Let $P$ be a set of three noncollinear points in $\mathbb{R}^2$. Iteratively form the Delaunay triangulation $\cal T$ of $P$, and then augment $P$ by the circumcircle centers of all triangles in $\cal T$, repeating these two steps:
(1) ${\cal T} = \operatorname{DelTri}( P )$.
(2) $P = P \cup \{ x : x \; \textrm{is center of circumcircle of}\; \triangle \in {\cal T} \}$.
It appears that, after a few iterations, $P$ contains either an exactly zero-area triangle of three collinear points, or three nearly collinear points whose circumcircle center lies far outside the initial $P$. For example:

After $5$ iterations, subsets of $3$ nearly collinear points occur.

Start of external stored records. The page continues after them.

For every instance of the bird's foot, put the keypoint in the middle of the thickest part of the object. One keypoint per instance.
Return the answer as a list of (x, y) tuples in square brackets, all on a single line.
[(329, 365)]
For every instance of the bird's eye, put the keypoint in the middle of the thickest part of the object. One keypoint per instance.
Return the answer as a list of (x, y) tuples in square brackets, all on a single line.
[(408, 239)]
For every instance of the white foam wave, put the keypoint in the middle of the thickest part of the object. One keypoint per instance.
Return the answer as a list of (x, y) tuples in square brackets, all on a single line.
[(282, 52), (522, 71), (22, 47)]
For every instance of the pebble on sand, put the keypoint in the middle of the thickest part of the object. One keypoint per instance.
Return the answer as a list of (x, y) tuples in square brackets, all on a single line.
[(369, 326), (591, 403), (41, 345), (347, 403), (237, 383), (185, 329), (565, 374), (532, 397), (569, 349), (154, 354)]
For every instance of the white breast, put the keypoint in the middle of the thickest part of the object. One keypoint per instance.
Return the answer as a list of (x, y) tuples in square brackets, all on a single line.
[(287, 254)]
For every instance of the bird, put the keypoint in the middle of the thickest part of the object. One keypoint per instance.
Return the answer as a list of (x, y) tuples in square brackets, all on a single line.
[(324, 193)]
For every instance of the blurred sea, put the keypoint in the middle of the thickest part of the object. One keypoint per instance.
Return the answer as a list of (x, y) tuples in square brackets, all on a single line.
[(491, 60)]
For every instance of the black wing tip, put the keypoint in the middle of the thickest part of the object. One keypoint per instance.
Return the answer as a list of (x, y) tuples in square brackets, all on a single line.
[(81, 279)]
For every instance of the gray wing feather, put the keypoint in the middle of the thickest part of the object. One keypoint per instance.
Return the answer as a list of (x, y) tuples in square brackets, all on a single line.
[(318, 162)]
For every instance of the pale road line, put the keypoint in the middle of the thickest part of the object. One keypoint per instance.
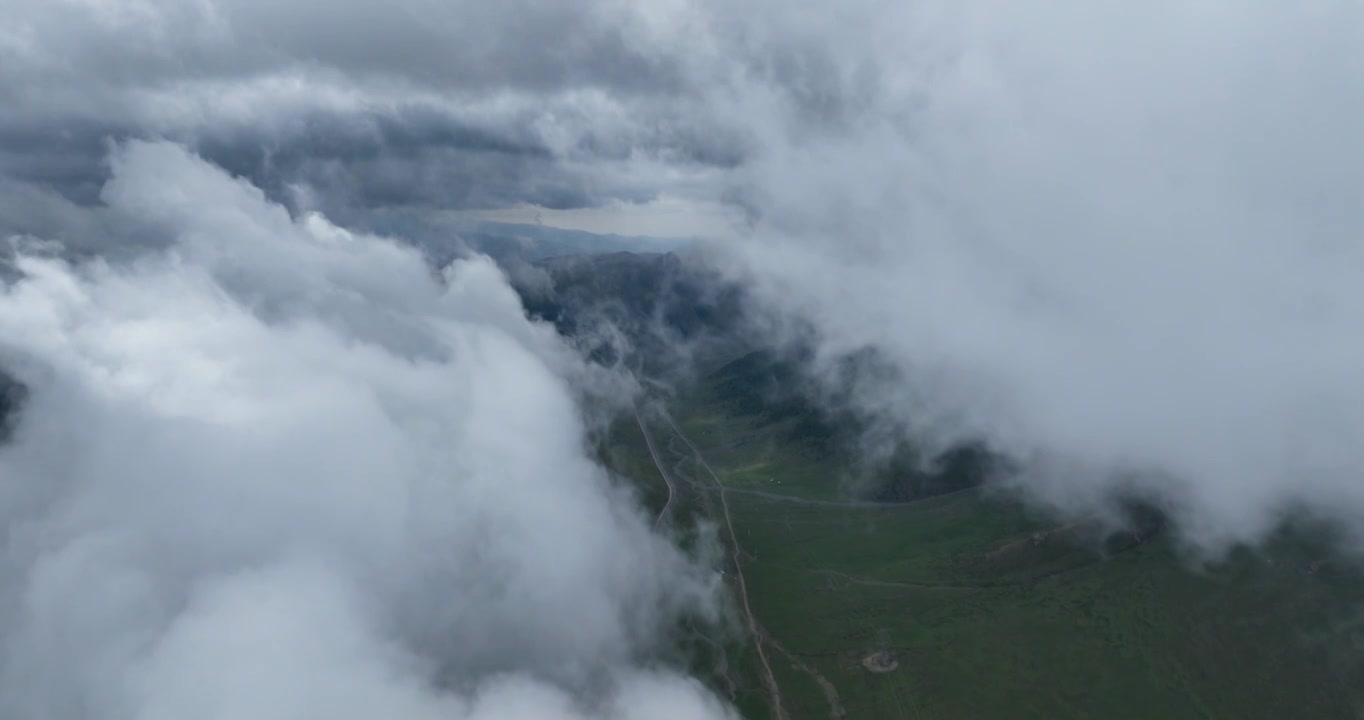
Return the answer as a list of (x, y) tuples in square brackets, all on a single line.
[(648, 441), (768, 677)]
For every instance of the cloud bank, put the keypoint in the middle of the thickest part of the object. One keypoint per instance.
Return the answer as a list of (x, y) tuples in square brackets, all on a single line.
[(1123, 244), (285, 471)]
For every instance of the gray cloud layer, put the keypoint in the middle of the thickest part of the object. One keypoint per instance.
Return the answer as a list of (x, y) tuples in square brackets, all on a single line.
[(281, 471), (1119, 242)]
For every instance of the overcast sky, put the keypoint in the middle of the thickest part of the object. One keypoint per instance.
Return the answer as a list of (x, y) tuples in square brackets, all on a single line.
[(1120, 242)]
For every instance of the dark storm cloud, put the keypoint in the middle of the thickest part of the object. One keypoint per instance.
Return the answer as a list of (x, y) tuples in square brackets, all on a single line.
[(448, 105)]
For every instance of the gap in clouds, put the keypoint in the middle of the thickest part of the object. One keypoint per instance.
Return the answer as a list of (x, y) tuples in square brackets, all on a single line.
[(278, 469)]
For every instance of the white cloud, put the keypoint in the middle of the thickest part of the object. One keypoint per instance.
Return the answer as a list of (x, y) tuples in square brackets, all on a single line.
[(284, 471), (1125, 239)]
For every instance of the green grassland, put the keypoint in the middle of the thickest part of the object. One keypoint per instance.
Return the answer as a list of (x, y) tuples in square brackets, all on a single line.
[(985, 607)]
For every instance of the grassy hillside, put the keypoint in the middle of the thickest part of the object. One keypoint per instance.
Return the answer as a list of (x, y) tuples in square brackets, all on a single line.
[(967, 604)]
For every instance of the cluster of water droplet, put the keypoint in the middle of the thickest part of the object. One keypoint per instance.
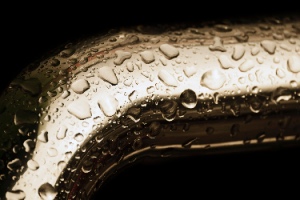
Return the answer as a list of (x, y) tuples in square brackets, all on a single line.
[(103, 86)]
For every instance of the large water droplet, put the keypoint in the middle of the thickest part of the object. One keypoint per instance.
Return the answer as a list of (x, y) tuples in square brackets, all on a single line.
[(167, 78), (107, 74), (80, 86), (188, 98), (269, 46), (225, 62), (293, 64), (147, 56), (32, 85), (15, 195), (25, 117), (80, 109), (121, 56), (108, 104), (213, 79), (33, 165), (154, 128), (61, 133), (169, 50), (168, 109), (47, 191), (14, 165), (246, 65), (255, 104), (190, 71)]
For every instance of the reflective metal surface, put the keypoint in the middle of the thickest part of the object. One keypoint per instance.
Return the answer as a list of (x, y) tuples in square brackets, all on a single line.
[(71, 120)]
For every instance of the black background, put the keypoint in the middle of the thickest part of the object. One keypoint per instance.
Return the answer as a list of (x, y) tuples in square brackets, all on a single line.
[(28, 31)]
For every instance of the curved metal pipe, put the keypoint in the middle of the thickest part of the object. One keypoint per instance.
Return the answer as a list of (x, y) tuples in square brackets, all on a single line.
[(71, 120)]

Starting with an equilateral triangle leads to collinearity in four steps:

Initial $P$ consists of corners of equilateral triangle.
Q. Is there any initial triangle that does not lead to a $3$-points-collinear or nearly collinear triangle?

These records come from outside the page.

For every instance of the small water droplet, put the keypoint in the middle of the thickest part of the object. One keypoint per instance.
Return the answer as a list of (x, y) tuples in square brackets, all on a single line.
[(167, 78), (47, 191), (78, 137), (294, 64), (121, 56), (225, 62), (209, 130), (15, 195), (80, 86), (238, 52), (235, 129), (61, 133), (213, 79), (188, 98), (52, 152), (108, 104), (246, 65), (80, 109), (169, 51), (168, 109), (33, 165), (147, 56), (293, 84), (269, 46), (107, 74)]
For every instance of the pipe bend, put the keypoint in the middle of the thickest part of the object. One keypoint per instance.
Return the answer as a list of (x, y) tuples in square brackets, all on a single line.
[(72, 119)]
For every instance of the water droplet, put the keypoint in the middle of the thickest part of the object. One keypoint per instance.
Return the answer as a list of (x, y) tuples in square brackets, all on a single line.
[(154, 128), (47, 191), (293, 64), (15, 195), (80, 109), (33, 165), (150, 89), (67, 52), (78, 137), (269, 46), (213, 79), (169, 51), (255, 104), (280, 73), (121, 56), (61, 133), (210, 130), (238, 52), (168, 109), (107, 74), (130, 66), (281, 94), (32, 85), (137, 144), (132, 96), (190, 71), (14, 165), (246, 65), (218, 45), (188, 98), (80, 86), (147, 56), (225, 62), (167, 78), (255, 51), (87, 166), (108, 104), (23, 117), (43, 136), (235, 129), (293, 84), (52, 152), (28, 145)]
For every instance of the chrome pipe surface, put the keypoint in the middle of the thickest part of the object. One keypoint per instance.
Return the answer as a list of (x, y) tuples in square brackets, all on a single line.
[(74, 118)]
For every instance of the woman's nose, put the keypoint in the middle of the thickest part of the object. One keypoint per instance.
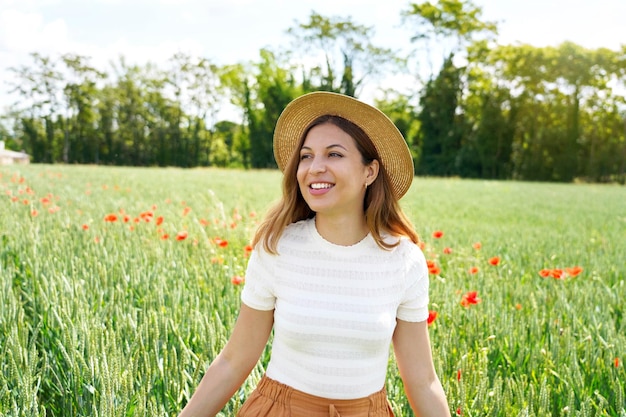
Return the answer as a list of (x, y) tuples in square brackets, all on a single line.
[(318, 165)]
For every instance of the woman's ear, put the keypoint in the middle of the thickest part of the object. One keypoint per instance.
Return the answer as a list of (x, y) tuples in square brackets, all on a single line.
[(372, 171)]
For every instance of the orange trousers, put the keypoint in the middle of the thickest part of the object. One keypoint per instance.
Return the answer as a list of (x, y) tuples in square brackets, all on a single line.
[(271, 398)]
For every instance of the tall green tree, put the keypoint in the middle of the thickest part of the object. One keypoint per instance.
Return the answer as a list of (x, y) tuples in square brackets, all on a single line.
[(347, 56), (441, 127)]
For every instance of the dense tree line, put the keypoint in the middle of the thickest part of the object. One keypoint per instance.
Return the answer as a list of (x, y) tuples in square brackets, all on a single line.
[(489, 111)]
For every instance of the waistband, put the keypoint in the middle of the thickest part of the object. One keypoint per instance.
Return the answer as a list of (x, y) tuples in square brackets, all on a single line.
[(287, 395)]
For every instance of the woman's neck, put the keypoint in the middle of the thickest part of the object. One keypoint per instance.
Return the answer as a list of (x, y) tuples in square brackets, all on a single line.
[(343, 231)]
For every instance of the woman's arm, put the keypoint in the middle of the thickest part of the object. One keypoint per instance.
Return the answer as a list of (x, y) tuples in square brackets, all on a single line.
[(415, 363), (234, 363)]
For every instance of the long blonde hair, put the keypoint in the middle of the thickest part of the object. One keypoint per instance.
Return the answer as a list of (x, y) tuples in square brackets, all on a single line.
[(382, 209)]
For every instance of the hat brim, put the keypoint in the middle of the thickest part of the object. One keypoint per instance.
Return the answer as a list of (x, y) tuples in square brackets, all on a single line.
[(389, 142)]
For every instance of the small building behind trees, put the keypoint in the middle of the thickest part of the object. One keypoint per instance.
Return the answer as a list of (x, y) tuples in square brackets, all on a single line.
[(8, 157)]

By nearly collinear I mean that, as the number of iterations increases, the diameter of $P$ grows without bound: it grows because some triangles become very flat and their circumcenters are cast far away. Truly $3$-points-collinear would throw the circumcenter to $\infty$. I'm asking whether these conditions eventually necessarily occur for any initial triangle.
Added. Just a small amount of data, but $25$ random start triangles with coordinates uniform in $[-1,1]$ each reach a triangle of area smaller than $10^{-10}$ within $10$ iterations.